An old problem has resurfaced with Linksys NAS devices and Vista, perhaps it occurs with other NAS devices as well. I believe this was fixed in Windows 7, but wanted to post this in case anyone is still experiencing this issue. Your NAS is almost certainly using CIFS, and Vista’s CIFS uses SMB2. By default Vista will only authenticate using NTLMv2, which, although not quite as good as Kerberos, is good in and of itself from a security standpoint, but is bad when trying to talk to your Linksys NAS that probably wants LM/NTLM, aka hashed password that can be cracked.
If you were around when Win95 machines wouldn’t talk to NT servers, this is a very similar problem, if not the exact same problem. What’s scary is we’re not talking about 10 versions later of an authentication protocol that has been improved over the decades. No, we’re talking about the same LM/NTLM that was around back when we discovered fire.
You can tell Vista’s local security policy to talk LM/NTLM like XP does. I would first check with Linksys if there is a firmware update that will allow the NAS to use Kerberos authentication or at least NTLMv2, but if not there are two ways to work around this.
Regedit method:
Though with any registry edit, please take precautions; back up your machine including System State and all, and I am not liable for what this may do to your machine, network or NAS. In fact you can blame it all on the web link I listed at the bottom.

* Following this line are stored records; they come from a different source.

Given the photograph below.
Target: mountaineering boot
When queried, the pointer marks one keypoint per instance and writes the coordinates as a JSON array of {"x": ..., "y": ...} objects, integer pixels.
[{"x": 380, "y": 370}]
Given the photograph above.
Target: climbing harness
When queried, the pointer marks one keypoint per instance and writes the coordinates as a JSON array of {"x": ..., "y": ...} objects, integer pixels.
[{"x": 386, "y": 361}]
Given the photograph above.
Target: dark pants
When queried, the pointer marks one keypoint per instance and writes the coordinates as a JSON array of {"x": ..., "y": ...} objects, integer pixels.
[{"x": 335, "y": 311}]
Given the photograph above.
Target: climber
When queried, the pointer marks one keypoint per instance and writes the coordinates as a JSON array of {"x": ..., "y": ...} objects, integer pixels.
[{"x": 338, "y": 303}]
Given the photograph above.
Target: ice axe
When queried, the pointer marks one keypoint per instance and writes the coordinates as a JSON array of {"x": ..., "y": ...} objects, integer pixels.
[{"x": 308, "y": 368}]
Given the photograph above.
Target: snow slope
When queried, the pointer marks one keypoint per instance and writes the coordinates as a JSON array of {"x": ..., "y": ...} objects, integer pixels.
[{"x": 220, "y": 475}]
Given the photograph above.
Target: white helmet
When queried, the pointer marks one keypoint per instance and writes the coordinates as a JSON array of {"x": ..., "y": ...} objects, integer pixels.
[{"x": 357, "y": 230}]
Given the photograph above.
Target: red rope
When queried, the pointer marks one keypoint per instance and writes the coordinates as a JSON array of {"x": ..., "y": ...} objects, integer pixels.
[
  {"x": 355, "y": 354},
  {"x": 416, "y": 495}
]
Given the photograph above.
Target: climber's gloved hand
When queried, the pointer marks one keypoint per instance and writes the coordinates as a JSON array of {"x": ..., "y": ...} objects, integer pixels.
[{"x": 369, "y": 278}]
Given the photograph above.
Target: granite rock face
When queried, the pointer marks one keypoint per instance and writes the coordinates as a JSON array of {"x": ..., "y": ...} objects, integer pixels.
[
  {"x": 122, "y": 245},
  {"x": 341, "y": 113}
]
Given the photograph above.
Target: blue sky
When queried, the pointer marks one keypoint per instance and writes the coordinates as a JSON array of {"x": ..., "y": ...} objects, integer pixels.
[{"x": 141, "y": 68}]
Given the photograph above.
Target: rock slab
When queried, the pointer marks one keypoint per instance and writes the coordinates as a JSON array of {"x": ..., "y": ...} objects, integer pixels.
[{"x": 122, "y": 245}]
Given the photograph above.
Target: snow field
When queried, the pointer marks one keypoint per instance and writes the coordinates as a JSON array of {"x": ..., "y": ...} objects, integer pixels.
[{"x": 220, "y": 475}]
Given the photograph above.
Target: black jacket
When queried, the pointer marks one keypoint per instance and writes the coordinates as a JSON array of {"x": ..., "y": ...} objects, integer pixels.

Launch “Registry Editor” (regedit.exe)
Navigate to HKEY_LOCAL_MACHINE\System\CurrentControlSet\Control\LSA
Create DWORD registry value and name it “LMCompatibilityLevel”
Set its value to 2 (Send NTLM response only) or lower 1/0 (again at your own discretion)
http://support.microsoft.com/kb/239869
Group Policy method:
If you use Group Policy you may want to instead edit the policy rather than the regedit. It should do the same thing. Basically you would run secpol.msc, which opens Vista’s security policy editor.
Then under Local Policies, Security Options, find “Network Security: LAN Manager” authentication level. Once there, change it from “Send NTLMv2 response only” to “Send LM & NTLM — use NTLMv2 session security if negotiated.”
I doubt you’ll have much luck convincing Cisco to upgrade their Linksys NAS’ to Samba version 3.0.22, which will support NTLMv2, but you can try.